NOME: Valdete da
Silva Cordeiro
DATA DE
NASCIMENTO: 07/09/1938, Barra do Norte (BA)
DATA DA
ENTREVISTA: 05/08/2007
"Eu passava todo dia para
trabalhar em frente ao Centro de Saúde e via as mulheres saindo
com sacolas de antidepressivo. Comecei a observar as mulheres e parar
para conversar com elas."
Meu primeiro trabalho foi
como empregada doméstica. Dessa casa de família eu
saí no dia em que eu me casei. Mas meu marido teve um fracasso
na vida, e eu passei muita necessidade. Eu já tinha quatro
filhos. Como minha sogra tinha uma amiga, que morava lá na
comunidade do Alto Vera Cruz, foi esse o caminho que eu achei de me
instalar.
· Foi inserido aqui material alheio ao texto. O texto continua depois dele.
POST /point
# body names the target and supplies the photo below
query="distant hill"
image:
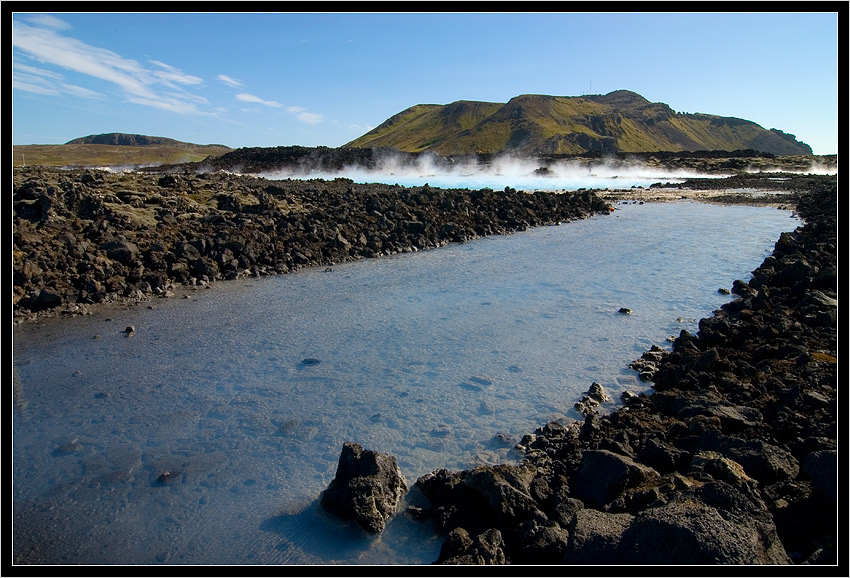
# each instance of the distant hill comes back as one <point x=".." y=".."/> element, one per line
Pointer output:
<point x="620" y="121"/>
<point x="115" y="149"/>
<point x="123" y="139"/>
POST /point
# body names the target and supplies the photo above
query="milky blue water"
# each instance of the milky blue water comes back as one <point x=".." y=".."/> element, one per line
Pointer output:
<point x="247" y="391"/>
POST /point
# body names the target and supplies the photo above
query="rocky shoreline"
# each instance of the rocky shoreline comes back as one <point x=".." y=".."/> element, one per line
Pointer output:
<point x="732" y="460"/>
<point x="85" y="237"/>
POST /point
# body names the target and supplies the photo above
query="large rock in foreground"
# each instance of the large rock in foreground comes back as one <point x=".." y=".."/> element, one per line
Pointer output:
<point x="367" y="488"/>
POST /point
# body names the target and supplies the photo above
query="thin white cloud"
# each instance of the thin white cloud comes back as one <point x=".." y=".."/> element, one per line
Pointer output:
<point x="39" y="81"/>
<point x="232" y="82"/>
<point x="305" y="117"/>
<point x="310" y="117"/>
<point x="245" y="97"/>
<point x="170" y="74"/>
<point x="139" y="84"/>
<point x="49" y="21"/>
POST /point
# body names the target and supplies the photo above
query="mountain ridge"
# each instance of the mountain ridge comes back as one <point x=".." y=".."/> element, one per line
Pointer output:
<point x="127" y="139"/>
<point x="534" y="124"/>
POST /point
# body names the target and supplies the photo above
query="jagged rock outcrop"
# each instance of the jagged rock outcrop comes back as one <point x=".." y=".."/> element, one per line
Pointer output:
<point x="84" y="236"/>
<point x="367" y="488"/>
<point x="732" y="460"/>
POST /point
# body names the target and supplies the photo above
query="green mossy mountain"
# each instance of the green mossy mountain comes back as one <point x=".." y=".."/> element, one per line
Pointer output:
<point x="531" y="124"/>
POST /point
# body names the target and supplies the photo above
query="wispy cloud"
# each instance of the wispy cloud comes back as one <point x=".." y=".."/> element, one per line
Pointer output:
<point x="40" y="81"/>
<point x="49" y="21"/>
<point x="310" y="117"/>
<point x="159" y="87"/>
<point x="169" y="74"/>
<point x="305" y="117"/>
<point x="232" y="82"/>
<point x="245" y="97"/>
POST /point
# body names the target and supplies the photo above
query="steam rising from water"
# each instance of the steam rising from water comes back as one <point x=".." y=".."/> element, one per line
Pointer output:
<point x="507" y="171"/>
<point x="526" y="174"/>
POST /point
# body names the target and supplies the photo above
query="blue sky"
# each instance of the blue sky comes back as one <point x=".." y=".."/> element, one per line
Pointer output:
<point x="323" y="79"/>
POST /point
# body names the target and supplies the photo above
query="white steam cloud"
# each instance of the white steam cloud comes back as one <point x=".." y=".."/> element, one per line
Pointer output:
<point x="519" y="173"/>
<point x="504" y="171"/>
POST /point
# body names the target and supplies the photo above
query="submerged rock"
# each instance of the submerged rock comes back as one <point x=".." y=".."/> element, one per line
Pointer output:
<point x="367" y="488"/>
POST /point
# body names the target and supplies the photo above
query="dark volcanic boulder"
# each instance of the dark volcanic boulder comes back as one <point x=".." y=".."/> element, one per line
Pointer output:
<point x="713" y="524"/>
<point x="367" y="488"/>
<point x="486" y="548"/>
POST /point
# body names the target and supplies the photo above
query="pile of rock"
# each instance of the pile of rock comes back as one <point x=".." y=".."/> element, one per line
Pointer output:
<point x="84" y="236"/>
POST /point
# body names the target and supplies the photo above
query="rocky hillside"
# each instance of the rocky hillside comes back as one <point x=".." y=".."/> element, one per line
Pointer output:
<point x="115" y="149"/>
<point x="83" y="237"/>
<point x="620" y="121"/>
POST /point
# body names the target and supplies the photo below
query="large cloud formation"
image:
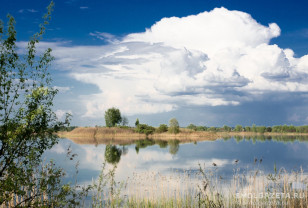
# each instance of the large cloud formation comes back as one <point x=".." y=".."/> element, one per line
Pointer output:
<point x="220" y="57"/>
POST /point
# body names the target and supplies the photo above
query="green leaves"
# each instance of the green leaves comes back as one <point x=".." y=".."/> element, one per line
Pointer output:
<point x="27" y="122"/>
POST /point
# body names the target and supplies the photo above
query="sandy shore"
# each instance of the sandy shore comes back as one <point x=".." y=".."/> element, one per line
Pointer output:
<point x="103" y="135"/>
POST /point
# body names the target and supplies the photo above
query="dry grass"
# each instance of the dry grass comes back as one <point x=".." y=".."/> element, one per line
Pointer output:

Quando eu mudei para esse lugar não tinha água,
não tinha luz, não tinha rua. Aí eu comecei a
pensar em como lutar pela melhoria daquele bairro. E com isso eu tive a
idéia de convidar as mulheres para a gente começar a
lutar pela melhoria; pela água, pela luz, por escola, por
creche, que a gente não tinha nada. Chegou a ponto de a gente
juntar 50 mulheres na minha casa.
E depois da luta pela melhoria, eu comecei a pensar também nas
pessoas que moram no bairro, na qualidade de vida delas. Eu passava
todo dia para trabalhar em frente ao Centro de Saúde e via as
mulheres saindo com sacolas de antidepressivo. Comecei a observar as
mulheres e parar para conversar com elas: “Porque você toma
esse remédio?”. “Ah, porque eu sinto uma dor aqui
dentro.” Então eu comecei a notar que as mulheres
não eram doentes, elas precisavam de uma auto-estima. Voltei
para casa pensando. Aí teve uma festa lá no bairro, que
tinha diversas apresentações, e tinha uma sala de
expressão corporal para idoso. Aí fiz a expressão
corporal e pensei: “Meu Deus do céu, é isso que as
mulheres precisam, trabalhar com o corpo e com a mente.” A
expressão corporal era três vezes por semana: segunda,
quarta e sexta. Então sexta-feira eu comecei a deixar a
expressão corporal e comecei a brincar com elas. E qual era as
brincadeiras? Eram as nossas brincadeiras de infância, era passa
anel, era barra-manteiga, que era chicotinho queimado. Comecei com
aquelas brincadeiras com elas.
Logo depois nós tivemos um evento no Alto Vera Cruz, que se
chamava Tambor Alto. Tinham diversos grupos que se apresentavam, era
capoeira, era dança afro, banda, hip hop, o rap, e nós
fomos convidadas para apresentar a expressão corporal. Quando
nós chegamos lá tinha 2000 pessoas, a maioria jovem. E a
gente olhava pro palco e falava: “Nós não vamos ali
em cima, porque nós vamos ser vaiadas”. Mas enfeitamos
pauzinho de vassoura de verde e amarelo, a nossa blusinha era amarela,
e subimos no palco. Quando nós subimos, nós pusemos o
bastão no chão e começamos a fazer a
ginástica. Foi um silêncio, eu só escutava o
barulho dos carros. Quando nós terminamos fomos muito
aplaudidas, tinha gente chorando, gente assobiando. Quando nós
descemos, uma delas olhou para mim, pôs a mão nas
cadeiras, e falou: “Viu, minha filha, nós somos
artistas!” E aí foi que nasceu o trabalho com as Meninas
de Sinhá. Hoje eu sou uma mulher feliz. Elas são felizes.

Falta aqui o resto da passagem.